Certains commentateurs pensaient que Kem Sokha serait rapidement gracié après sa condamnation en mars. Mais Hun Sen semble préférer garder le pardon dans sa poche arrière, pour être retiré au moment où il en a vraiment besoin. Un problème, auparavant, était qu’une grâce aurait signifié que Kem Sokha aurait pu retourner à la politique. Et s’il se révélait à nouveau populaire, le gouvernement devrait soit accepter son défi, soit trouver une excuse pour l’arrêter à nouveau. Désormais, elle peut lui pardonner et ne pas avoir à se soucier de son retour en politique.
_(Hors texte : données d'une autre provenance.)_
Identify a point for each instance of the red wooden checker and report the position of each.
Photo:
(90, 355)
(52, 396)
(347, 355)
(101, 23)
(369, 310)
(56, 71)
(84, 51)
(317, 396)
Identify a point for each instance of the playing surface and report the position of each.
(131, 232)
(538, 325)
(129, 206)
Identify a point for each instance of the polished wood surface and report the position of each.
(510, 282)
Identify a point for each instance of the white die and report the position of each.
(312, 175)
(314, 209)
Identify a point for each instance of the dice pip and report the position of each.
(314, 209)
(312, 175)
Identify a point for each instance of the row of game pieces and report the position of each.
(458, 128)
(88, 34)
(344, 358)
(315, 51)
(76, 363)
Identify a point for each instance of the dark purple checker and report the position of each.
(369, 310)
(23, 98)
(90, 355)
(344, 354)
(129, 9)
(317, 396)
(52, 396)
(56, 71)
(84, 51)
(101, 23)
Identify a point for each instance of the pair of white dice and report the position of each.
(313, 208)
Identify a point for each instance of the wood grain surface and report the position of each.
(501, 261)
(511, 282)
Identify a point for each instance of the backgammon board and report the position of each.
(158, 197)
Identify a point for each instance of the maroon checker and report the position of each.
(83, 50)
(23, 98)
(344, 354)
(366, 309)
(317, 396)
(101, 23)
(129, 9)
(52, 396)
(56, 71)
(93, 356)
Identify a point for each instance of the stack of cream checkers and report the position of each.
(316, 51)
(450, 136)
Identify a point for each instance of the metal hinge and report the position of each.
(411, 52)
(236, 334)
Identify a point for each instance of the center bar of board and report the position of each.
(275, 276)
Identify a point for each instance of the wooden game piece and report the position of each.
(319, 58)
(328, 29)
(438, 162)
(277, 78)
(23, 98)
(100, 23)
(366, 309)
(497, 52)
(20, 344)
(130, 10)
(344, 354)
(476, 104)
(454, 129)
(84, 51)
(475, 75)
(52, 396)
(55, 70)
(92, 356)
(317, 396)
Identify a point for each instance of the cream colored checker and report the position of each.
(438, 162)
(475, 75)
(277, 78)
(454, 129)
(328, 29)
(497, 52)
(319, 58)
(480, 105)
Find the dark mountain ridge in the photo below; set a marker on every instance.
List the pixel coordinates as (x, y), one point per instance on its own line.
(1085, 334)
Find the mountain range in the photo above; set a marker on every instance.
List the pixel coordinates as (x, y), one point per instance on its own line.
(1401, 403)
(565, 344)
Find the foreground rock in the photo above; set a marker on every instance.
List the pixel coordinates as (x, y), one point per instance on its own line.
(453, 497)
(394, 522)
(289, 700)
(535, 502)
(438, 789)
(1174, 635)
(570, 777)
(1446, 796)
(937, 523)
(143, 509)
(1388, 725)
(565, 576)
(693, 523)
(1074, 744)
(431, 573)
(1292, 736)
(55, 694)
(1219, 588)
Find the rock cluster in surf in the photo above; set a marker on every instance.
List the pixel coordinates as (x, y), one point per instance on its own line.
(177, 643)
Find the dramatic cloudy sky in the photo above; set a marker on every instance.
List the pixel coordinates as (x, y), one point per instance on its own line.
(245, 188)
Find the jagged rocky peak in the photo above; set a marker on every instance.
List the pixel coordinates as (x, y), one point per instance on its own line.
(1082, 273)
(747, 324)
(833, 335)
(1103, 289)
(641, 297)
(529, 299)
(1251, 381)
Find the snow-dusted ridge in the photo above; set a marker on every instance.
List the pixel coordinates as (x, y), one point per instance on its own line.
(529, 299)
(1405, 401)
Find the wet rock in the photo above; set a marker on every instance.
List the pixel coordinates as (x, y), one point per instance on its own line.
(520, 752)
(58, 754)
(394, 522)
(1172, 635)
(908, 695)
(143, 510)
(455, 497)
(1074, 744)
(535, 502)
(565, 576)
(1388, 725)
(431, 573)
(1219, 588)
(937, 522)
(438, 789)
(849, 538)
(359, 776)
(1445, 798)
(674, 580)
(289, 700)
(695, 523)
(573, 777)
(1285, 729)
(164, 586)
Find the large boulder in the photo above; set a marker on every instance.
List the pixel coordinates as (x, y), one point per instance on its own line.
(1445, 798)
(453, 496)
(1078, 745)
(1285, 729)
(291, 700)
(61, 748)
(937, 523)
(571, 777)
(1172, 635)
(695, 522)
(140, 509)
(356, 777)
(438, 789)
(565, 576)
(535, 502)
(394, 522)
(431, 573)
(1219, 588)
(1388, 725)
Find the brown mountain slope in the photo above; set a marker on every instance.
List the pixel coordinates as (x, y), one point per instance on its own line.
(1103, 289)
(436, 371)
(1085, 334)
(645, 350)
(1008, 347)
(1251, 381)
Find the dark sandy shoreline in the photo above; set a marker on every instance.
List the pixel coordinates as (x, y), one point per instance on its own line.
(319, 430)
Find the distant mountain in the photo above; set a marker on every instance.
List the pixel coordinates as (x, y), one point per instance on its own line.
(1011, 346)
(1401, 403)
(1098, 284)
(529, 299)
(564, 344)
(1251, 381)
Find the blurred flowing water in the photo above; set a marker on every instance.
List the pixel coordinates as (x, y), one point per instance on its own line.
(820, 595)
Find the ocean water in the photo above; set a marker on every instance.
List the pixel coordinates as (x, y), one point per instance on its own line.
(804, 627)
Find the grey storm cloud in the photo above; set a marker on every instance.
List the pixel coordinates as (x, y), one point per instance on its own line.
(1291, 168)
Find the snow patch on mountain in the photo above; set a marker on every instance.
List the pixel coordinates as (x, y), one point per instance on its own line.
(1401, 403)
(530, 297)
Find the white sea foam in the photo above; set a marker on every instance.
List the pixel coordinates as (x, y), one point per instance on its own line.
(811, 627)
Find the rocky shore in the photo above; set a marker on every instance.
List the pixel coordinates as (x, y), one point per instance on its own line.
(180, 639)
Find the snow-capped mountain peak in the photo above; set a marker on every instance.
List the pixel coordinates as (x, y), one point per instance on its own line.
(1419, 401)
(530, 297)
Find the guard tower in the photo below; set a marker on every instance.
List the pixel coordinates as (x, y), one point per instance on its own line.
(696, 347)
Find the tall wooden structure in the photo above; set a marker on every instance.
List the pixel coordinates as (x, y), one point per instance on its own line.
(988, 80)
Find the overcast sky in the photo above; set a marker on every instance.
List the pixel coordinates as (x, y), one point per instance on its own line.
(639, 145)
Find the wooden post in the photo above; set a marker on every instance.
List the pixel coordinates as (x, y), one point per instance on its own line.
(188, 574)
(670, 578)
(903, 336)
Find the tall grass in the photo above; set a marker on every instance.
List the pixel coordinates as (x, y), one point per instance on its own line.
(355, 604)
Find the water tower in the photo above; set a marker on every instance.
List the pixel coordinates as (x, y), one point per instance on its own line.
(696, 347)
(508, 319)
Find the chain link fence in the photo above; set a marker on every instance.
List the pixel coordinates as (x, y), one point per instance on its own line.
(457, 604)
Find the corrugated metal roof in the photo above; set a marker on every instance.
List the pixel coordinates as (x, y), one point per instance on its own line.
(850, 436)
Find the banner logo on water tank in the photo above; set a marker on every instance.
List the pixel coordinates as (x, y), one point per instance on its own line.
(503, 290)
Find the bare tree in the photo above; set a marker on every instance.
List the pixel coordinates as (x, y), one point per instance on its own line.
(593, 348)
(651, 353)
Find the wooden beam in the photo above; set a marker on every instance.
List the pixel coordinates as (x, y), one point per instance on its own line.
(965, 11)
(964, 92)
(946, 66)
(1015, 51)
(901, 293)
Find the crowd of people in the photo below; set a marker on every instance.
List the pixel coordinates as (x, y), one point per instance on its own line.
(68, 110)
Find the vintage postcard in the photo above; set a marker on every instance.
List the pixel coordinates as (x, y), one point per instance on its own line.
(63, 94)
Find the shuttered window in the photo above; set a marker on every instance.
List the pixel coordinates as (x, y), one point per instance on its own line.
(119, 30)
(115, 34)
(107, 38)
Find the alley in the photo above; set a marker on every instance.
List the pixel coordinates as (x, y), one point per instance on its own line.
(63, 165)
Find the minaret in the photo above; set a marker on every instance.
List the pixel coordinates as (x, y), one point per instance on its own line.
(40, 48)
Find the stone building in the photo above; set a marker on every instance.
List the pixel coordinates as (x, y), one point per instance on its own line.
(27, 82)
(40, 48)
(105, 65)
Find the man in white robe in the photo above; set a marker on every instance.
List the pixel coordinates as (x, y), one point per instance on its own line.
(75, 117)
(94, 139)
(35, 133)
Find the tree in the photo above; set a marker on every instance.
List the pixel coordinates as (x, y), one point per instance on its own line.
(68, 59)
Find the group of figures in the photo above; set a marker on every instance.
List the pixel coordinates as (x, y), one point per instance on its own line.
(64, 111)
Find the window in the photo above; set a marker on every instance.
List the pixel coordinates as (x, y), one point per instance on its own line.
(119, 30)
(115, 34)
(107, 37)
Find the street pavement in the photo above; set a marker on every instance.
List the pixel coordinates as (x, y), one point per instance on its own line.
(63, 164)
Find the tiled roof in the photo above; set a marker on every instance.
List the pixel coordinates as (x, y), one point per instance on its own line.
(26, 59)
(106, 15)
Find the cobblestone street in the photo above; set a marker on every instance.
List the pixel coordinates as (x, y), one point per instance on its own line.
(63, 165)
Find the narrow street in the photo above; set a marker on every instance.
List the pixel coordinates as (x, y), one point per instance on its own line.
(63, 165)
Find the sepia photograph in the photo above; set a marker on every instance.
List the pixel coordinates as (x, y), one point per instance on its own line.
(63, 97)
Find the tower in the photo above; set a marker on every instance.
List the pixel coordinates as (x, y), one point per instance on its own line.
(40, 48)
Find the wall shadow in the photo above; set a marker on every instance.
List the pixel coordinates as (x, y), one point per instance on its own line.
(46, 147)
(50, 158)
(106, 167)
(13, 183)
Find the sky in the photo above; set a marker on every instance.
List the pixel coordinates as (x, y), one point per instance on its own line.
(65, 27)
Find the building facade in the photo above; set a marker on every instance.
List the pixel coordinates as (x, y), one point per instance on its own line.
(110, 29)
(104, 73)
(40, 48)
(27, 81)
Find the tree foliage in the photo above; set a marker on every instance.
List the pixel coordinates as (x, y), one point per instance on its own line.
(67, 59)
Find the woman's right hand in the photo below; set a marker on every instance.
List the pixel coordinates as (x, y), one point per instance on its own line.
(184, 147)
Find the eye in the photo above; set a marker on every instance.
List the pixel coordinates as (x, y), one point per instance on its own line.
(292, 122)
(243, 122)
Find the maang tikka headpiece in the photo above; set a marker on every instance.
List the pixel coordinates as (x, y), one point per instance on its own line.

Il en va de même pour les dizaines de députés du CNRP qui ont fui le pays après la dissolution du parti. Un petit nombre a été « autorisé » à retourner au Cambodge après des séances d’excuses publiques ou après avoir fait défection au parti au pouvoir. Mais beaucoup restent actifs à l’étranger, attisant le sentiment anti-CPP dans les capitales étrangères et au sein de la diaspora cambodgienne. Cependant, la plupart vieillissent et préféreraient probablement vivre chez eux, s’ils étaient à l’abri des enquêtes criminelles et de la répression gouvernementale.
On ne peut nier à quel point la rivalité de Hun Sen avec Sam Rainsy, la figure de proue du CNRP, est devenue personnelle. Ce n’est plus pour des raisons politiques cyniques que Hun Sen veut écraser et embarrasser son rival. Imaginez la situation où d’autres grands du CNRP rentrent chez eux (bien que pour vivre leur vie loin de la politique), mais Sam Rainsy est le seul à ne pas pouvoir le faire.
Bien sûr, tout cela n’est que spéculation. Et, même si cela se rapproche de la vérité, cela n’a pas à se produire immédiatement après l’élection, ni cette année ou la prochaine. Tout comme Hun Sen a gardé la grâce de Kem Sokha en réserve pour l’utiliser au moment le plus opportun, ce nouvel amendement électoral lui donne désormais, à lui et à son fils, une marge de manœuvre supplémentaire. Si Manet apprend quelque chose de son père, c’est de se doter de tous les outils politiques dont on pourrait avoir besoin un jour.